In a joint comment letter signed by ACR CEO William Thorwarth, MD, the ACR, along with the Lung Cancer Alliance and the Society of Thoracic surgeons, said they “strongly oppose” the decision to restrict screening access to high risk patients 74 and younger.
“The median age of diagnosis for this particular disease is 70 years and a cap of 74 would exclude a large patient group where this exam is medically necessary and appropriate,” the letter stated. The three societies urged CMS to adopt the USPSTF recommendation, stating that the USPSTF “provided robust mathematical modeling” justifying a broader age range for screening.
The groups also argued that excluding 75-80 year old patients from LDCT screening coverage would create a lack of uniformity among governmental recommendations and disproportionately impact lower income elderly Americans.
The three groups also asked CMS to:
- Revise the definition of asymptomatic patients to ensure that those with medically appropriate indications who may be exhibiting signs suggestive of lung cancer (e.g., COPD, smoking cough, asthma, emphysema, and other pulmonary symptoms) can still qualify for an annual LDCT screen.
- Clarify that patients only need a written order and to complete a shared-decision making visit for the initial LDCT screen (not subsequent screenings or visits).
- Recognize for payment those sites previously accredited and designated as "accredited providers of chest CT and LCS designation."
- Delete the 15-year threshold by which patients must have ceased use of tobacco products.

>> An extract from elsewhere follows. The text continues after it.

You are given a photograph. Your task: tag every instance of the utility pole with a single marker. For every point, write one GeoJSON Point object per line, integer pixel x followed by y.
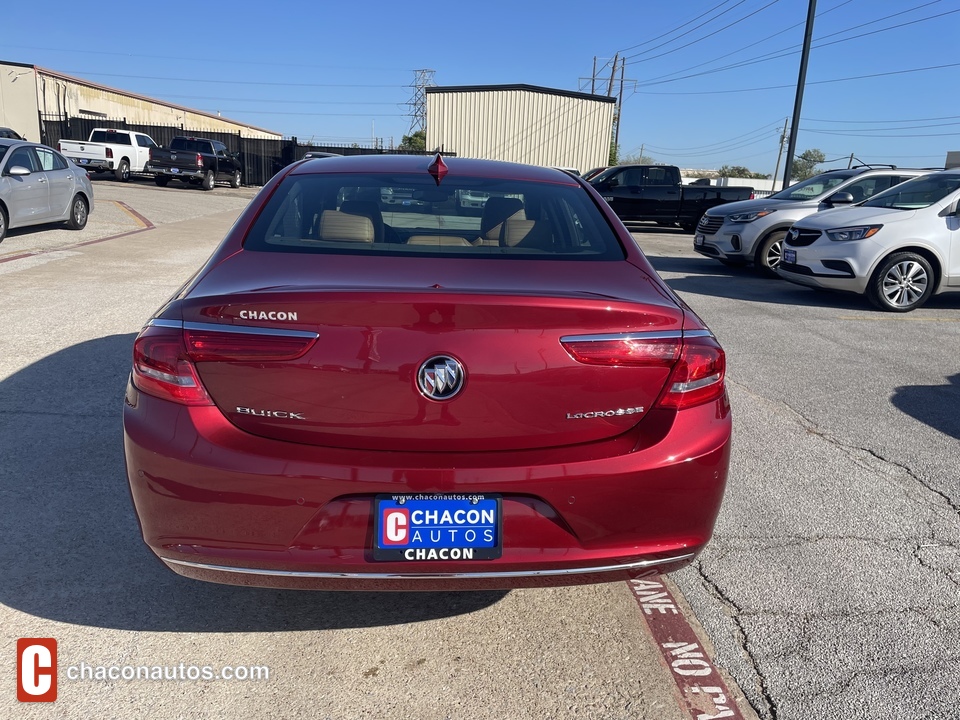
{"type": "Point", "coordinates": [423, 80]}
{"type": "Point", "coordinates": [783, 139]}
{"type": "Point", "coordinates": [798, 100]}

As for the last recommendation, the three societies asked CMS to “weigh the unintended consequences" of this smoking cessation threshold. The groups wrote that they are specifically concerned that this arbitrary time period will incentivize patients to restart their smoking habit in order to become eligible for screening or retain their screening eligibility.
"While we recognize the 15-year smoking cessation threshold was part of the [National Lung Screening Trial] inclusionary trial criteria, there is no evidence that lung cancer risk falls offs substantially after 15 years smoking cessation,” the letter stated. “We ask that CMS implement their final decision based on the broader impact of a public policy decision. The final lung cancer screening [national coverage determination] must utilize language and standards that ultimately prevent, rather than encourage smoking.”
The comment period on the proposed decision ended last week and CMS is expected to issue a final decision after the first of the year.